Irish Film Institute -Twelfth Night

Twelfth Night

‘Never send a boy to do a man’s job especially if he’s a girl.’

Trevor Nunn’s 1996 film of Shakespeare’s classic comedy Twelfth Night is set somewhat ambiguously between the Elizabethan era and late Victorian England. The vagueness of setting seems appropriate, as this is a comedy about sexual confusion.
Twins Viola and Sebastian have been shipwrecked on different parts of the Illyrian coast. Each fears that the other is dead. In order to survive more easily in a ‘man’s world’ Viola (Imogen Stubbs) cuts her hair, glues on a fake moustache and dresses as a man.
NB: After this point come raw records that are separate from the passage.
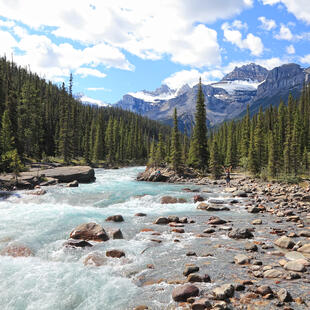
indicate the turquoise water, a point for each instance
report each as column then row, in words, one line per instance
column 56, row 278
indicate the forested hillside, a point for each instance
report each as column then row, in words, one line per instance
column 41, row 120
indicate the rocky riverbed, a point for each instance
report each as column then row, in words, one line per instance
column 194, row 246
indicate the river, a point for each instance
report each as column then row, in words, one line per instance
column 56, row 278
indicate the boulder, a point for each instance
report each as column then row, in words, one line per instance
column 115, row 218
column 94, row 259
column 74, row 183
column 16, row 251
column 223, row 292
column 285, row 242
column 240, row 233
column 181, row 293
column 115, row 253
column 89, row 231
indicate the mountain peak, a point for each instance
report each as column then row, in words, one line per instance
column 249, row 72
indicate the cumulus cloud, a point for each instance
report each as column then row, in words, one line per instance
column 284, row 34
column 300, row 8
column 267, row 24
column 290, row 49
column 251, row 42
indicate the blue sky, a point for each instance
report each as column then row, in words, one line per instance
column 113, row 47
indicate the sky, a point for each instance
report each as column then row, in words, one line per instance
column 113, row 47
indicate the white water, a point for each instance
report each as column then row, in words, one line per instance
column 56, row 278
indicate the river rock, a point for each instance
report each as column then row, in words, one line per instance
column 190, row 269
column 201, row 304
column 16, row 251
column 181, row 293
column 295, row 265
column 74, row 183
column 305, row 248
column 223, row 292
column 89, row 231
column 161, row 220
column 241, row 259
column 115, row 218
column 285, row 242
column 284, row 295
column 77, row 244
column 115, row 234
column 94, row 259
column 240, row 233
column 115, row 253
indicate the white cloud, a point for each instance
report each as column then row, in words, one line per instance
column 300, row 8
column 284, row 34
column 290, row 49
column 84, row 72
column 267, row 24
column 251, row 42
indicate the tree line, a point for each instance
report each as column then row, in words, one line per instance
column 274, row 143
column 40, row 120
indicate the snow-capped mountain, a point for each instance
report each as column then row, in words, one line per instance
column 250, row 84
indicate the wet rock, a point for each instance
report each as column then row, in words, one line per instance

She poses as Cesario and enters the service of Orsino, a lovelorn Duke. He is obsessed with the beautiful but haughty Olivia (Helena Bonham Carter) and uses Viola/Cesario as his go-between. So impressive is Viola as a man that Olivia falls in love with ‘him’. Confusion intensifies when Viola’s twin Sebastian (Stephen Mackintosh) also arrives on the scene.
Handsomely shot and full of intriguing ideas, the film is breathtaking in its choreography and humour. The play is on the list of comparative texts for Leaving Certificate English.